Part of the pleasure involves (of course) showing off and being listened to, which I’ll come back to. But there is also the pleasure of discovering things in oneself, resources, creativity, surprising thoughts, uncomfortable identifications. Out of the infinite sky of the past, reappears the herkos odonton and its ambient associations.
Writing catches the thought (or a version of it). What next? Our butterfly minds may flutter on, too fast, skittering over the surface, failing to let a forming thought settle. Or, at the other extreme, we may stamp a particular thought onto the page, capture it, turn it into a personal or social dogma or prejudice.
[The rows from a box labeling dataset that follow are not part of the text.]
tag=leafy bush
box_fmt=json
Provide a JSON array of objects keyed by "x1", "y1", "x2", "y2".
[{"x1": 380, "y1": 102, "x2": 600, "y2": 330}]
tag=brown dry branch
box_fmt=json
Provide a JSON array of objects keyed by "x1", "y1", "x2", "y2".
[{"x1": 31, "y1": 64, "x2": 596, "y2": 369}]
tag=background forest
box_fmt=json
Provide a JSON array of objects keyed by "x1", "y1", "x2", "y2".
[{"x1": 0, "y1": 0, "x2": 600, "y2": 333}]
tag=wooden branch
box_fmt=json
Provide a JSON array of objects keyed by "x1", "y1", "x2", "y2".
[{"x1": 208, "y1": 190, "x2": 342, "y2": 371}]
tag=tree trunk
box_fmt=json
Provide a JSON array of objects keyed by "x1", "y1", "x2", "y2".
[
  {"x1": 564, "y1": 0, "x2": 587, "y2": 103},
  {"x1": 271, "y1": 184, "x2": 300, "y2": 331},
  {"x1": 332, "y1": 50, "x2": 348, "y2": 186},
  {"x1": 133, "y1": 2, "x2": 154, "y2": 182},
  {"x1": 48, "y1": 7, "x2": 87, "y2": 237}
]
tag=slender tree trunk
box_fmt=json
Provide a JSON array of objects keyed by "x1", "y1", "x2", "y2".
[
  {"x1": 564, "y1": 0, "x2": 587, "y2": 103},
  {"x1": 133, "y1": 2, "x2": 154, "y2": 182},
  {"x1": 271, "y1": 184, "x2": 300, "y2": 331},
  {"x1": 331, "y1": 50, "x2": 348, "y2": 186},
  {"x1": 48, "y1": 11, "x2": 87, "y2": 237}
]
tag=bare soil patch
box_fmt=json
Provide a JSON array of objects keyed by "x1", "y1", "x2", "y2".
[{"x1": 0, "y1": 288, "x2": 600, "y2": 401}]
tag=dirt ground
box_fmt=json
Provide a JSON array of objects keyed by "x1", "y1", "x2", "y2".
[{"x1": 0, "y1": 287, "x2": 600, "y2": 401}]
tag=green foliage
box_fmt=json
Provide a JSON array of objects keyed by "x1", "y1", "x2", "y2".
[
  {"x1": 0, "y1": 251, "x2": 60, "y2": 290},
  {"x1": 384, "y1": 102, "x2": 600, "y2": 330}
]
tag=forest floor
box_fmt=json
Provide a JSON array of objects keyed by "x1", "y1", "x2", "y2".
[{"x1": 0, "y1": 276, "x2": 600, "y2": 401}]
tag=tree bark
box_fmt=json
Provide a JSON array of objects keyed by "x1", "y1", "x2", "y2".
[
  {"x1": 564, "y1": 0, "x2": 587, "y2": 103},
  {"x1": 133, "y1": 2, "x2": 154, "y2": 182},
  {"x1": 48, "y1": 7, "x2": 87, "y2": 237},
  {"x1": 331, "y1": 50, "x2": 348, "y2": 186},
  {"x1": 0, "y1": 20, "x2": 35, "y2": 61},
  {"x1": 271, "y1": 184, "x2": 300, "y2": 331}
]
But it may, like Blake’s joy, be kissed as it flies, embraced, lived and appreciated, given house-room, but not pinned down like a dead butterfly behind glass. The Talmud is an extraordinary example of this phenomenon, preserving the arguments, the commentaries which become free associations to some original adventure of thought. In Rowan Williams’s (2015) acceptance speech after winning the George Orwell prize in 2015 (given to “the work which comes closest to Orwell’s ambition to turn political writing into an art”), he differentiates between writing that invites a response, an enlargement, and writing that dictates how it is to be received.
In these tiny moments—recalling Homer, say—I both refind and show off. My thought, my memory, this little piece of my past, escapes the barrier not only of my teeth (I find a hearer, a reader) but also the barriers within my mind. A bit of my preconscious, even my unconscious, becomes alive to the listener me, as well as to the reader, you.
How do I know what I think until I read what I write!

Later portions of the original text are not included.